Francuski pisarz Michel Houellebecq, oskarżony przez mieszkających we Francji muzułmanów o znieważanie islamu i podżeganie do nienawiści religijnej, został we wtorek uniewinniony przez sąd w Paryżu.
44-letni pisarz we wrześniu 2001 roku oświadczył w wywiadzie dla magazynu literackiego Lire, że islam jest najgłupszą z religii. Wydając wyrok uniewinniający, zresztą zgodnie z wnioskiem prokuratury, sąd uznał, że nie jest jego zadaniem udzielanie lekcji moralności, a w wypowiedzi Houellebecqa nie dopatrzył się czynu karalnego.
Także książka Houellebecqa pt. Platforma (ukaże się w Polsce nakładem wydawnictwa W.A.B.), o której mówił w tamtym wywiadzie, jest przez muzułmanów potępiana za tendencje rasistowskie.
Platforma, która stała się już bestsellerem i została przetłumaczona na niemiecki i angielski, porusza problematykę "turystyki seksualnej" w Azji Południowo-Wschodniej oraz opisuje fikcyjny zamach terrorystyczny.
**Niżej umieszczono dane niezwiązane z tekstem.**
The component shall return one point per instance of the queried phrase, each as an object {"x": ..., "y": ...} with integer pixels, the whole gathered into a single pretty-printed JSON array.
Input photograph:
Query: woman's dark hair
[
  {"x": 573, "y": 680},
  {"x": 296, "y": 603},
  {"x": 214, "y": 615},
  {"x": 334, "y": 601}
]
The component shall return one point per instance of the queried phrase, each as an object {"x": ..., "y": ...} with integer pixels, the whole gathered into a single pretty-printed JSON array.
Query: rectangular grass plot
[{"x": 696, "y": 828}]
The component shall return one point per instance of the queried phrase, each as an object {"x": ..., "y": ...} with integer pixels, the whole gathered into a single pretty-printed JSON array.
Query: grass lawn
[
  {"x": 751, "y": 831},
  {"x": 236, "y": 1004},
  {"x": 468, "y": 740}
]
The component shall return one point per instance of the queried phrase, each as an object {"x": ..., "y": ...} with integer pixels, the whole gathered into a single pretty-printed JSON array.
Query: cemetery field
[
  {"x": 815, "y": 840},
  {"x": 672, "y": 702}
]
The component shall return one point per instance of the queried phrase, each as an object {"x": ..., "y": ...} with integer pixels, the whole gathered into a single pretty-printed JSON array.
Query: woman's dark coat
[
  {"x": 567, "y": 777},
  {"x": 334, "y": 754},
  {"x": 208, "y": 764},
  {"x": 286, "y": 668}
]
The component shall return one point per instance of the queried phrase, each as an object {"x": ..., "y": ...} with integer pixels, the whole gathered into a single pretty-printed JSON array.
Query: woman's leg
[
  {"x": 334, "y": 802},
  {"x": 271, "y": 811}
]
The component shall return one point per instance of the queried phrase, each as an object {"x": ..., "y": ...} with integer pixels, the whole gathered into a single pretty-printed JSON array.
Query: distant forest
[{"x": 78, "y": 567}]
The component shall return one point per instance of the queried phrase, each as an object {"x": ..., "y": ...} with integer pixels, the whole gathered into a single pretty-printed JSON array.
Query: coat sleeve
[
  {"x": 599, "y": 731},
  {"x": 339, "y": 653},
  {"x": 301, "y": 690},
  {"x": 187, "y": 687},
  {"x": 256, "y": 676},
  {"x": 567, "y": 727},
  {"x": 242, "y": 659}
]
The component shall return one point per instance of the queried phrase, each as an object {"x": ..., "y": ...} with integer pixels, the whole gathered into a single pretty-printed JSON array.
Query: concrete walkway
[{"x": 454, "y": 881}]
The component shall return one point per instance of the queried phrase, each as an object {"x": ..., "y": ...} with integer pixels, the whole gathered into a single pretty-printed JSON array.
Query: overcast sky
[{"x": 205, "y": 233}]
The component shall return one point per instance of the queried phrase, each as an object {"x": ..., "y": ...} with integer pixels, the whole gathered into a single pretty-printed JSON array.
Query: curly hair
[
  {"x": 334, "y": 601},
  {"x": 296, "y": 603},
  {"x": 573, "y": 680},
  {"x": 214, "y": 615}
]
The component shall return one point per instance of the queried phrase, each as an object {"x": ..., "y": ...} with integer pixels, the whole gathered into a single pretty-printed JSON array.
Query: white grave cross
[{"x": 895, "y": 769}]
Właśnie ten zamach sprawił, że o Platformie znów zrobiło się ostatnio głośno - gazety francuskie doszukały się "ponurych analogii" do zamachu na Bali z 12 października, gdzie zginęło 190 osób. W książce Houellebecqa bomba, podłożona w popularnym barze w jednym z ośrodków turystycznych w Tajlandii, zabija 117 osób.